The purpose of the current study was to determine whether the combined assessment of P53 expression in tumor-stromal fibroblasts both forming and not forming fibrotic foci serves as a significant predictor of outcome in patients with invasive ductal carcinoma using multivariate analysis with well-established prognostic factors.

The authors studied 1,039 consecutive patients at a single Japanese institution who received surgery including axillary dissection; 873 also received conventional chemotherapy, endocrine therapy, or both.  Using FFPE serial sections of each tumor, the authors evaluated 8 different histological factors, including measuring the fibrotic focus using 8 mm as the cutoff per the Van den Eynden criteria.  Immunohistochemical staining for P53 was evaluated using the Dako mouse monoclonal antibody clone DO7 and staining of tumor-stromal fibroblasts was scored according to modified Allred scoring.  Furthermore, the authors stratified P53 staining in tumor-stromal fibroblasts into 3 groups each for those tumors with and without fibrotic foci.

373 out of 1,039 cases had fibrotic foci.  Notably, in 97 of these 373 (26%) P53 staining could not be evaluated because the tumor tissue sections examined by P53 IHC did not contain a fibrotic focus identified initially at routine examination.

The authors found significantly higher P53 Allred scores in TSFs not forming compared with TSFs forming fibrotic foci.  But P53 Allred scores >4 in TSFs forming fibrotic foci were also associated with fibrotic focus diameter > 8 mm: the size previously established as a cut-off for predicting adverse outcome independent of stage.

Based on Allred scores, the authors segregated P53 expression for TSFs forming and not forming fibrotic foci into risk classes.  Patients in pTNM stages I-III with intermediate to high risk classes of P53 expression showed a significantly higher tumor recurrence rate than patients in the low risk classes.  In addition, stage II and III patients with intermediate to high risk classes of P53 expression showed a significantly higher disease-related mortality rate.

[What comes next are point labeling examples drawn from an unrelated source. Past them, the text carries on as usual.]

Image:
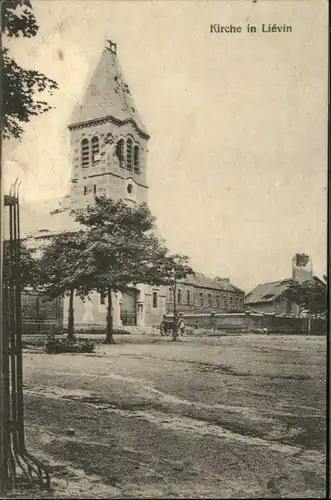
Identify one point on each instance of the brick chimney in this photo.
(302, 268)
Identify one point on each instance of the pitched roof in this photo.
(203, 281)
(267, 292)
(107, 94)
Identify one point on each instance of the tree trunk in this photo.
(71, 323)
(109, 331)
(174, 325)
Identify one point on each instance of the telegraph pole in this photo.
(3, 354)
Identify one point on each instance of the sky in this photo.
(237, 162)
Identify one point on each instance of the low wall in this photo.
(255, 322)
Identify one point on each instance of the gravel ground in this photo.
(213, 417)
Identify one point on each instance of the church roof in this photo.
(107, 94)
(202, 281)
(267, 292)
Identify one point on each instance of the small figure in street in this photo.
(180, 324)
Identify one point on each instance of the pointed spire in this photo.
(107, 93)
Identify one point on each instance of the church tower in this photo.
(108, 138)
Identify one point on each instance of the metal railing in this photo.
(16, 463)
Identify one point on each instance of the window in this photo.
(85, 153)
(136, 159)
(154, 299)
(129, 145)
(95, 148)
(120, 152)
(201, 299)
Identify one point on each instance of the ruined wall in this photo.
(302, 268)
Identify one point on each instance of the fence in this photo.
(255, 322)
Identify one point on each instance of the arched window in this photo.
(129, 147)
(136, 159)
(95, 147)
(201, 299)
(120, 152)
(85, 153)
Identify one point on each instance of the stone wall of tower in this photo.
(106, 174)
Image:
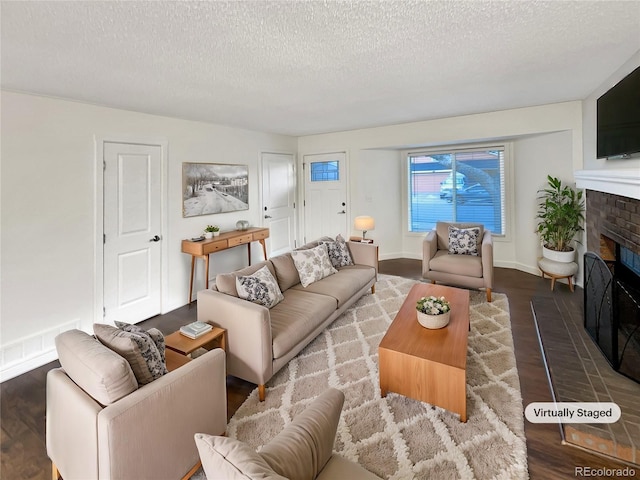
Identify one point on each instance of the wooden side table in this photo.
(183, 345)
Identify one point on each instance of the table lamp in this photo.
(364, 223)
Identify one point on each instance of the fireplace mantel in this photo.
(623, 182)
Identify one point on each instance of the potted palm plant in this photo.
(560, 219)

By multivariate analysis, for stage I patients, intermediate to high risk classes of P53 expression in TSFs forming and not forming fibrotic foci and histological grade 3 were significantly associated with tumor recurrence (but not disease-specific death).  For stage II patients, intermediate to high risk classes of P53 expression in TSFs forming and not forming fibrotic foci were associated with increased tumor recurrence and tumor-related death.  Lymphovascular invasion and blood vessel invasion were significantly associated with increased tumor recurrence, whilst pT1 and fibrotic focus > 8 mm were significantly associated with increased tumor-related death.

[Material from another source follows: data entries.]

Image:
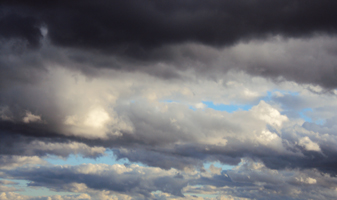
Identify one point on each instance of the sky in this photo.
(168, 100)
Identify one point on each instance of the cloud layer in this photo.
(195, 99)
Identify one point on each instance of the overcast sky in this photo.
(168, 99)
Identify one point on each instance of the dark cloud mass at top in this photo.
(194, 99)
(135, 26)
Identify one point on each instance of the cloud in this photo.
(133, 78)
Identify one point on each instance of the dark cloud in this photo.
(136, 26)
(134, 180)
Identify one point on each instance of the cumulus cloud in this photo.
(170, 85)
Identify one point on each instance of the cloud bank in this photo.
(180, 99)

(Next to) Bottom Line: P53-expression TSFs located both in the inner fibrotic foci an outer invasive front increase the malignant potential of invasive ductal carcinomas across stages I to III.

SO--should we start doing P53 IHC on all invasive ductal carcinomas?  Perhaps not ready yet for prime-time, but this study provides evidence that may, at least in part, explain the prognostic value of fibrotic focus diameter.  Measuring the fibrotic focus, however, may just be ready for prime-time and you may want to consider reviewing the original paper by Van den Eynden et al published in Histopathology 2007;51:440-451.

BUT I do have a few points to consider.  First, this is a single institution paper, so the methodology needs to be independently validated and a larger, multi-insitutional patient cohort needs to be studied to confirm the association between patient outcomes and P53 staining.  Second, other P53 antibodies should be evaluated to optimize the assay.  Third, the number of invasive ductal carcinomas with fibrotic foci that were excluded from the study is disquieting and may be a major source of observational bias.  Finally, the role of image analysis in providing quantitative P53 cut-offs may provide better discrimination between prognostically different groups.